Édition du jeudi 20 septembre 2007

Gérard Allouis

« Je suis entré à l’Amicale ginglinaise en 1952 comme joueur, raconte Gérard Allouis, 72 ans, le président de l’actuelle Amicale sportive Ginglin-Cesson, je voulais être avant-centre, je me suis retrouvé dans les cages. Comme j’avais besoin de préserver mes mains pour travailler, j’ai pu réaliser mon rêve et marquer quelques buts. » Depuis quelque 37 ans, celui qui est certainement le plus fidèle au club auquel il tient comme à la prunelle de ses yeux, en est le président. Un rôle pas toujours simple. Le lundi, Gérard Allouis vient dans son ancienne entreprise tenue par son fils pour faire la comptabilité et la paperasse du club. « Avec 250 licenciés, il faut suivre. Ici il manque une photo. Là, un certificat médical.

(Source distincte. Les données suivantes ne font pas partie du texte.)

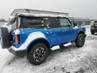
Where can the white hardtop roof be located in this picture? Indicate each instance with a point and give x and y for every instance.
(37, 13)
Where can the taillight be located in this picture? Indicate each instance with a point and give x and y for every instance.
(17, 39)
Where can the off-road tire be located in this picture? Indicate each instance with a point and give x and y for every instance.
(38, 53)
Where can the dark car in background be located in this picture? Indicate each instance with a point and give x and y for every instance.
(93, 28)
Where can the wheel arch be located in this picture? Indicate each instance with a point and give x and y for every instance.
(42, 40)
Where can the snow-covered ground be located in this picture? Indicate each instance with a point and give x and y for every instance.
(65, 60)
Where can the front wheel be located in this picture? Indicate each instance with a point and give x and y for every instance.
(80, 40)
(38, 53)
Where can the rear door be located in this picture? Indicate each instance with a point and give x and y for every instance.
(53, 30)
(67, 33)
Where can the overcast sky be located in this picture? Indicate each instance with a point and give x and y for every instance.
(76, 8)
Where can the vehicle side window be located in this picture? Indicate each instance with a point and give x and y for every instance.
(32, 22)
(53, 23)
(64, 22)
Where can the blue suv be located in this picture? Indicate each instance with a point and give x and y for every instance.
(38, 34)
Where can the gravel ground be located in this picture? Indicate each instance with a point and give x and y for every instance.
(65, 60)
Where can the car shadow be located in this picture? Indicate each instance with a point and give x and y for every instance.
(61, 50)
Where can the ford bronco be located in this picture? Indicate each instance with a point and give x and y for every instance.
(36, 34)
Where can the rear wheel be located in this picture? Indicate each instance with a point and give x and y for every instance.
(4, 38)
(80, 40)
(38, 53)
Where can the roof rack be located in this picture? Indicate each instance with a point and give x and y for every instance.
(33, 12)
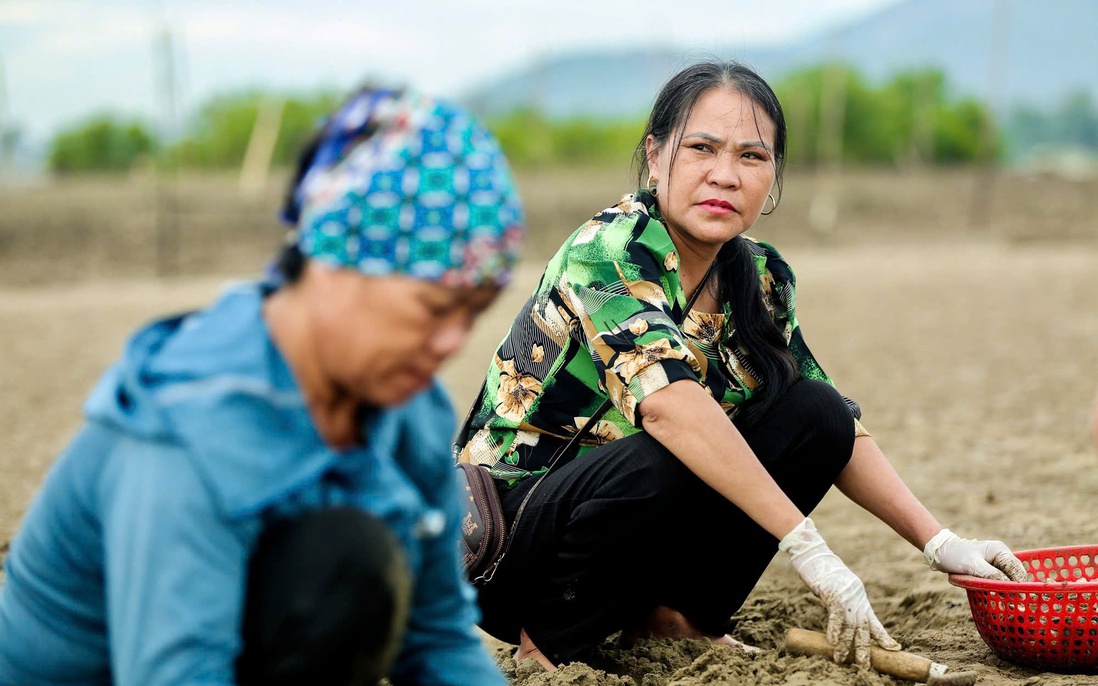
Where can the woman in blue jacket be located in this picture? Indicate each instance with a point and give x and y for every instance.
(262, 492)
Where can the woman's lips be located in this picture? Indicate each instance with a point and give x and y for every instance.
(717, 206)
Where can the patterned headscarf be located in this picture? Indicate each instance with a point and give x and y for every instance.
(403, 183)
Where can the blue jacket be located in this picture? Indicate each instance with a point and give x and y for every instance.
(131, 563)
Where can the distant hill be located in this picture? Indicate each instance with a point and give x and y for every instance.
(1045, 51)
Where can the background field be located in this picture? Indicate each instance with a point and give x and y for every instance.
(960, 314)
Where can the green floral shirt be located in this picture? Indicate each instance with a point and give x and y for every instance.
(602, 323)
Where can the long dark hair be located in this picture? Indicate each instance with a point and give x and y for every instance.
(737, 281)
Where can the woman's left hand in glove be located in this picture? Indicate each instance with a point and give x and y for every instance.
(950, 553)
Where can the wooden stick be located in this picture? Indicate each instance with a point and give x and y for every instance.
(895, 663)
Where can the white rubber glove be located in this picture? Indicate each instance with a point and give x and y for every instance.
(950, 553)
(851, 620)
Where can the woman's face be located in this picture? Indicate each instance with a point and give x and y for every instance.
(724, 169)
(381, 339)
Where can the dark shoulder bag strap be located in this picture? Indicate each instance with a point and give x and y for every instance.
(574, 441)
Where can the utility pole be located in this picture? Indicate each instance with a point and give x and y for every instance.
(7, 127)
(824, 209)
(983, 190)
(167, 214)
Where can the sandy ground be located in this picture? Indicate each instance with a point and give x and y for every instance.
(975, 361)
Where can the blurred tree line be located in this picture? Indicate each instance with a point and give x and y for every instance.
(832, 114)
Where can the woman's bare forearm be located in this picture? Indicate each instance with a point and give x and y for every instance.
(870, 481)
(685, 419)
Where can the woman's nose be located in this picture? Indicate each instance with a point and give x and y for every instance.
(725, 171)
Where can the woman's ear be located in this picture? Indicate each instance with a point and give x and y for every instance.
(652, 155)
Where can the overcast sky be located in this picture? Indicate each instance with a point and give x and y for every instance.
(62, 60)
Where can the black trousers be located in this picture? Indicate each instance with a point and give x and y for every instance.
(626, 528)
(326, 602)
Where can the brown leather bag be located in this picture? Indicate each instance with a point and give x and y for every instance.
(483, 528)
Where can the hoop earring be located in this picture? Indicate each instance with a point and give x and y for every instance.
(773, 204)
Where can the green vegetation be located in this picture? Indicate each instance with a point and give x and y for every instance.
(100, 144)
(832, 112)
(221, 132)
(910, 119)
(530, 139)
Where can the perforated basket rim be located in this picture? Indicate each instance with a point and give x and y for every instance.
(974, 583)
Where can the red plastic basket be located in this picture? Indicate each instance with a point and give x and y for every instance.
(1051, 621)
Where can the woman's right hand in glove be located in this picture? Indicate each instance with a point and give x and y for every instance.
(851, 621)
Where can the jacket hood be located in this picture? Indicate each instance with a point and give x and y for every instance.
(213, 383)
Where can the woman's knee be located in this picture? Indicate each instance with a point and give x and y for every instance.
(640, 467)
(326, 600)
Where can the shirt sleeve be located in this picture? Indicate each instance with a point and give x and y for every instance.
(779, 278)
(617, 284)
(440, 643)
(174, 573)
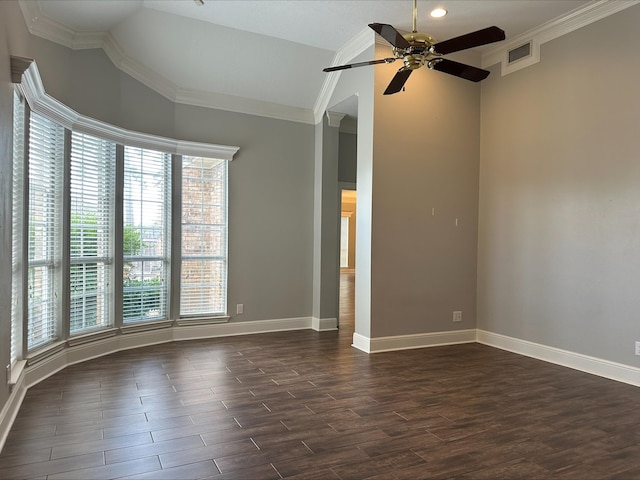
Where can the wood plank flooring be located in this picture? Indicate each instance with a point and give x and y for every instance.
(306, 405)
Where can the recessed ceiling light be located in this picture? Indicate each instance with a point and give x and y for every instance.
(438, 12)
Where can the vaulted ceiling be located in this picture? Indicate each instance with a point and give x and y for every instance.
(261, 56)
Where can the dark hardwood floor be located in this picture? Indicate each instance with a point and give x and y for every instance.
(306, 405)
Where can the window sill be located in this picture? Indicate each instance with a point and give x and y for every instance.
(185, 322)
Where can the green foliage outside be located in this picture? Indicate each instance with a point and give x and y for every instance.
(140, 297)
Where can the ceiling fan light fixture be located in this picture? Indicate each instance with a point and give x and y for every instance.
(438, 12)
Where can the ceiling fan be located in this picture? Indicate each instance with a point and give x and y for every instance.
(418, 49)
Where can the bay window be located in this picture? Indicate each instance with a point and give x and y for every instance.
(92, 230)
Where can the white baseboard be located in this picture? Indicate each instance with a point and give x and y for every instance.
(87, 351)
(419, 340)
(324, 324)
(10, 410)
(577, 361)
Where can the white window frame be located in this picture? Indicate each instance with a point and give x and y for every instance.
(30, 87)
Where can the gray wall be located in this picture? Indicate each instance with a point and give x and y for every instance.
(425, 157)
(347, 157)
(270, 179)
(559, 239)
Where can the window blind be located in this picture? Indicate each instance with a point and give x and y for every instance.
(146, 220)
(204, 237)
(17, 228)
(92, 183)
(45, 161)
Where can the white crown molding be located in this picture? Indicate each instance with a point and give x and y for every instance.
(248, 106)
(558, 27)
(40, 25)
(39, 101)
(345, 54)
(334, 118)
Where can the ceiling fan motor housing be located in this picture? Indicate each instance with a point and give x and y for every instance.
(418, 53)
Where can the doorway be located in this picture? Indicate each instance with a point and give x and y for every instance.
(346, 296)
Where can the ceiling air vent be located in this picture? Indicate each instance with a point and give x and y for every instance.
(519, 53)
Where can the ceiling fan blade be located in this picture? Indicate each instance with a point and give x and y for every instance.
(359, 64)
(390, 34)
(398, 81)
(461, 70)
(470, 40)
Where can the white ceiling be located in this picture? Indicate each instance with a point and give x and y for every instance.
(260, 53)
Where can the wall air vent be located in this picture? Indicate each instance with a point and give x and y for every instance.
(519, 53)
(522, 55)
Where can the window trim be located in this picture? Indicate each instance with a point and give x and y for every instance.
(32, 89)
(28, 84)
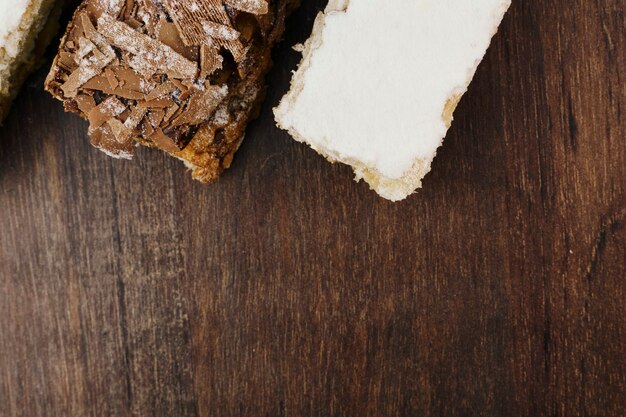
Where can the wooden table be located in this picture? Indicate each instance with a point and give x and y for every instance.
(287, 289)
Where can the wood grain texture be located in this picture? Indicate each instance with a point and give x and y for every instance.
(287, 289)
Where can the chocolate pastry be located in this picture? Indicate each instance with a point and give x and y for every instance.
(184, 76)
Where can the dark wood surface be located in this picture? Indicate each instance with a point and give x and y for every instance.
(287, 289)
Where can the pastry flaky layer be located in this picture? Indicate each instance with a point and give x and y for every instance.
(379, 82)
(26, 28)
(181, 76)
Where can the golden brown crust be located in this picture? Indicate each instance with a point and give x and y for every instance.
(37, 28)
(182, 77)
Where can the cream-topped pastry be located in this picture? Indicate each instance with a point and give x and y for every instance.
(23, 35)
(379, 82)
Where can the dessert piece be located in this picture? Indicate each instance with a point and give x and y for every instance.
(184, 76)
(379, 82)
(25, 31)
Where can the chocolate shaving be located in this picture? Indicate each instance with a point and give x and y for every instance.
(160, 73)
(250, 6)
(148, 53)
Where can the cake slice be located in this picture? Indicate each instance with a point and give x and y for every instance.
(25, 31)
(379, 82)
(183, 76)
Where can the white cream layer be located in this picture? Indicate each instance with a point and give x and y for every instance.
(11, 13)
(378, 83)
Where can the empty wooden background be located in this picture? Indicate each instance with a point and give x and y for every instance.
(286, 289)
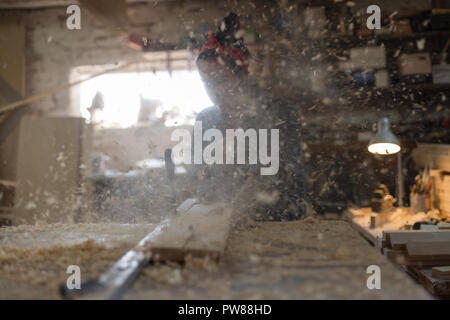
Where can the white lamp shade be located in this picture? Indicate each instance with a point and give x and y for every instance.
(384, 142)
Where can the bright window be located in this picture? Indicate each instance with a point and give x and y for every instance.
(181, 94)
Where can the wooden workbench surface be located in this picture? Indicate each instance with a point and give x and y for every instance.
(309, 259)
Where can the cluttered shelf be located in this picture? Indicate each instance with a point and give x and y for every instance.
(354, 40)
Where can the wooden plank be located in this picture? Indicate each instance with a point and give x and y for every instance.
(428, 248)
(202, 231)
(111, 13)
(442, 273)
(402, 258)
(434, 285)
(397, 240)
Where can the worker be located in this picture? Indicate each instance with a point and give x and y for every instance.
(239, 103)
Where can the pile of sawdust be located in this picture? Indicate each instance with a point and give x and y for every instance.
(37, 273)
(34, 259)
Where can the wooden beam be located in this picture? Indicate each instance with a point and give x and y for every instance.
(398, 240)
(202, 231)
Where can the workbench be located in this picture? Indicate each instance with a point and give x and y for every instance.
(307, 259)
(398, 219)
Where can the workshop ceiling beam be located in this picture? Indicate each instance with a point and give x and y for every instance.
(37, 4)
(112, 13)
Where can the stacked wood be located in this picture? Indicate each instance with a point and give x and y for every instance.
(417, 247)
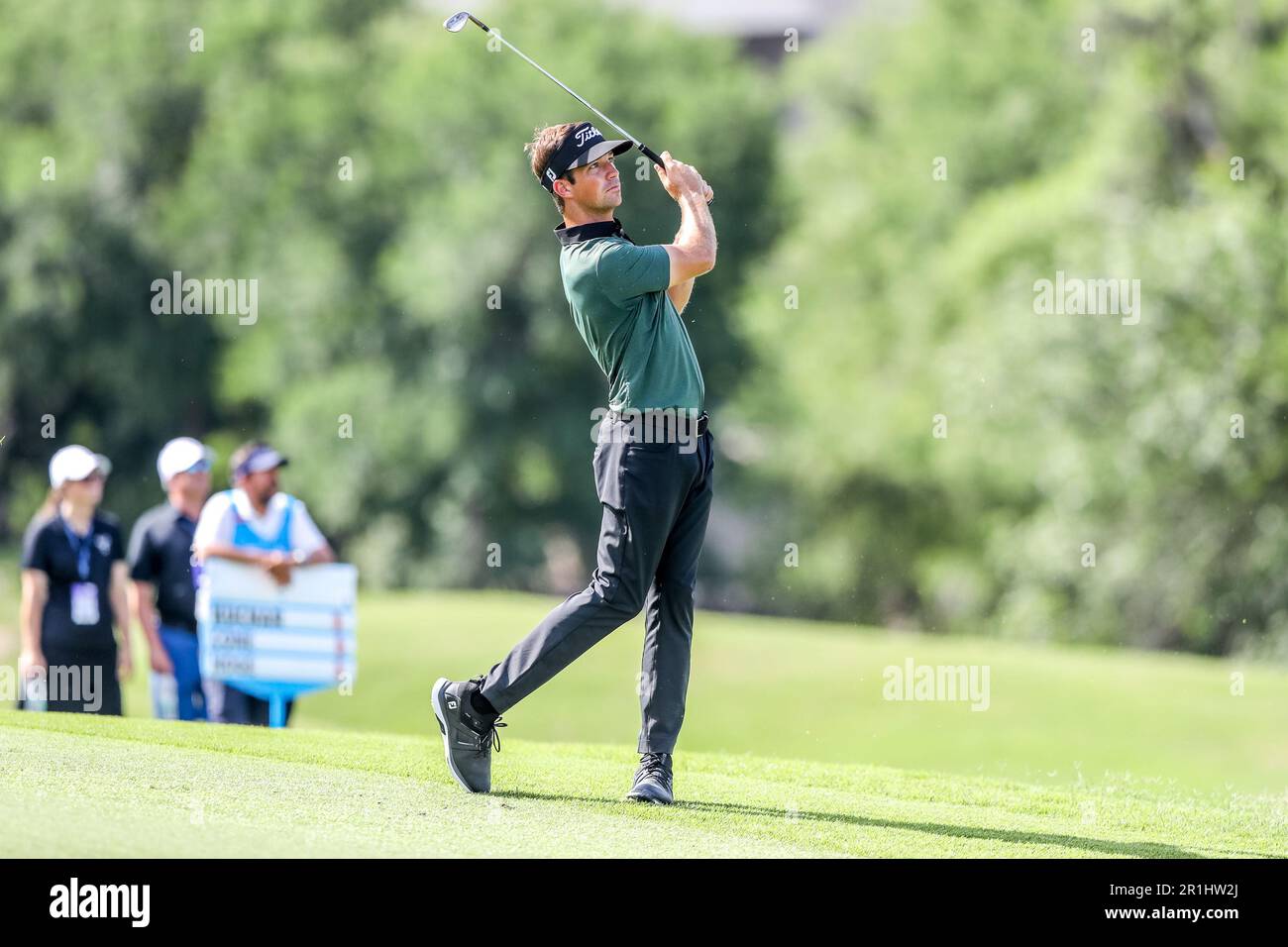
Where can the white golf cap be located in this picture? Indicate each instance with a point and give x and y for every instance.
(76, 463)
(179, 457)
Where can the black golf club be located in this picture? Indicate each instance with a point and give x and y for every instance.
(458, 21)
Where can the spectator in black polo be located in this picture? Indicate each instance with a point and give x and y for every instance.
(73, 579)
(162, 595)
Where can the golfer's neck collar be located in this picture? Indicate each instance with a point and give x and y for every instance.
(592, 231)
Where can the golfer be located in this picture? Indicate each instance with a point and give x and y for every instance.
(161, 594)
(73, 581)
(258, 525)
(656, 491)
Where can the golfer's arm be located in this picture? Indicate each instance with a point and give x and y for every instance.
(226, 551)
(694, 252)
(119, 598)
(679, 294)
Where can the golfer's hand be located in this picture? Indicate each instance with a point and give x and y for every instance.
(681, 179)
(161, 663)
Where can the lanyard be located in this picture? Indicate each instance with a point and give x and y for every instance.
(81, 545)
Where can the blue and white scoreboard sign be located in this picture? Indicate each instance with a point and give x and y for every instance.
(277, 642)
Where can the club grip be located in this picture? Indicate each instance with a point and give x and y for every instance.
(652, 155)
(656, 158)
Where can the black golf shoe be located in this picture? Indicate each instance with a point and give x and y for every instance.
(653, 780)
(469, 737)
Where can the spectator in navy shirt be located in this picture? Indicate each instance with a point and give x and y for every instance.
(73, 581)
(161, 594)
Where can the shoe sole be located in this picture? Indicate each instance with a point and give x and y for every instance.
(651, 800)
(441, 715)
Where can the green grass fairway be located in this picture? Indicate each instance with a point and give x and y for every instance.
(88, 787)
(812, 690)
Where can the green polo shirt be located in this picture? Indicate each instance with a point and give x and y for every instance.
(617, 295)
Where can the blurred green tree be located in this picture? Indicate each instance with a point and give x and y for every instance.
(984, 149)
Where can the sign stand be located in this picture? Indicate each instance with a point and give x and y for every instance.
(274, 642)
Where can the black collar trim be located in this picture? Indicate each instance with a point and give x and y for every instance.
(568, 236)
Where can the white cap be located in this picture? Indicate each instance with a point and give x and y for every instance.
(76, 463)
(179, 457)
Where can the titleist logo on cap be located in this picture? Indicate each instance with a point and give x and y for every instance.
(588, 134)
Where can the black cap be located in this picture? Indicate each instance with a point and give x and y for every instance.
(583, 145)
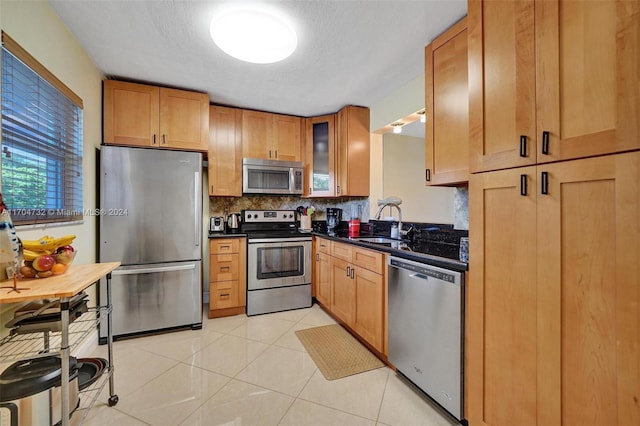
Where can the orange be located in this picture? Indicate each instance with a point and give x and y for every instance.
(59, 268)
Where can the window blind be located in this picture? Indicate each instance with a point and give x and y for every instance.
(41, 146)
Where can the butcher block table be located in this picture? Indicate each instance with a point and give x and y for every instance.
(64, 286)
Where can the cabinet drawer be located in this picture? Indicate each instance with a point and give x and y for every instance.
(368, 259)
(224, 267)
(224, 245)
(324, 246)
(342, 251)
(222, 298)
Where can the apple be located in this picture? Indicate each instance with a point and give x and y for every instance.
(27, 272)
(43, 263)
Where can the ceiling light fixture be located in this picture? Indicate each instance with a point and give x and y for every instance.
(397, 127)
(256, 35)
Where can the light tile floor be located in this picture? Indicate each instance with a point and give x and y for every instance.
(250, 371)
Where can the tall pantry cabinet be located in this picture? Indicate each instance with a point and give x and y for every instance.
(554, 297)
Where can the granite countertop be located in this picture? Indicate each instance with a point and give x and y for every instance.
(432, 251)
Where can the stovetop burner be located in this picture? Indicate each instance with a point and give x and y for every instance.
(270, 224)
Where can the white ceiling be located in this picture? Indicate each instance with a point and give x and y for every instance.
(349, 51)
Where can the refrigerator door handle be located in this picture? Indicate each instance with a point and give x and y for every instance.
(153, 270)
(197, 208)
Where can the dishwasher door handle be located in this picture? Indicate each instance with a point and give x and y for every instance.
(420, 276)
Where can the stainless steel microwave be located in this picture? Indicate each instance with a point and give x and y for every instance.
(271, 176)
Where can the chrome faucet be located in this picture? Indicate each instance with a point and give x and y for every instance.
(384, 203)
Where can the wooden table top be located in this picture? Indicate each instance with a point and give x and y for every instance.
(72, 282)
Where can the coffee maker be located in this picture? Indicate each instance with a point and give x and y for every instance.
(333, 218)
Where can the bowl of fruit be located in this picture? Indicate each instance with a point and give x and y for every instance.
(46, 257)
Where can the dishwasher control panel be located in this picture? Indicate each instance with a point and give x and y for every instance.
(426, 270)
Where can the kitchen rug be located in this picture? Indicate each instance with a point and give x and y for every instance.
(337, 353)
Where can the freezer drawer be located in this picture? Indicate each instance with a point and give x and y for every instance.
(154, 297)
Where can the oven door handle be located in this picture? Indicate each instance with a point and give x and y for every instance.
(278, 240)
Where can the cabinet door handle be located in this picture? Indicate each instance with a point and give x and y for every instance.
(545, 142)
(523, 145)
(545, 183)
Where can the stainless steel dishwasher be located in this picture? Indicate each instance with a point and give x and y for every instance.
(426, 329)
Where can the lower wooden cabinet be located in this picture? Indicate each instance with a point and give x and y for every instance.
(554, 305)
(343, 291)
(349, 281)
(227, 276)
(322, 272)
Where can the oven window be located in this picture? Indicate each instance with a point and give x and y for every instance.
(279, 262)
(268, 179)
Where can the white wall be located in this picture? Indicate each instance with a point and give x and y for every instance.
(402, 102)
(375, 174)
(397, 162)
(403, 176)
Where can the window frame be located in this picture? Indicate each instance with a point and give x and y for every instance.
(68, 209)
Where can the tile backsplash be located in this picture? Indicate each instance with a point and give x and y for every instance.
(461, 208)
(218, 205)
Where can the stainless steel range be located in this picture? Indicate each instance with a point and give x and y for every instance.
(278, 262)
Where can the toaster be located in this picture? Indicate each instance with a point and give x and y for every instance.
(216, 224)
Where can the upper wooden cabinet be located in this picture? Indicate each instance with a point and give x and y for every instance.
(352, 152)
(271, 136)
(320, 156)
(337, 154)
(149, 116)
(552, 80)
(447, 107)
(225, 152)
(553, 302)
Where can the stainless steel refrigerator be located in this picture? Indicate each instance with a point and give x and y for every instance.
(150, 221)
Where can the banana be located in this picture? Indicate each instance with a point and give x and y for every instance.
(30, 255)
(47, 243)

Je ne parle pas des cotisations. »

Désabusé, Gérard Allouis ? Plutôt exigeant et rigoureux. « Certains me comparent à Guy Roux parce que je leur demande de ramasser les ballons, de ne pas abîmer la pelouse, de ne pas laisser les vestiaires dégueulasses. » Qu’est-ce qui le motive et le pousse à ne pas tout laisser tomber quand il reçoit des mauvais coups ou a des décisions difficiles à prendre comme celle d’exclure plusieurs joueurs qui se sont mal comportés ? « Je dois montrer l’exemple. On n’a rien sans mal et il ne faut pas se décourager », insiste-t-il.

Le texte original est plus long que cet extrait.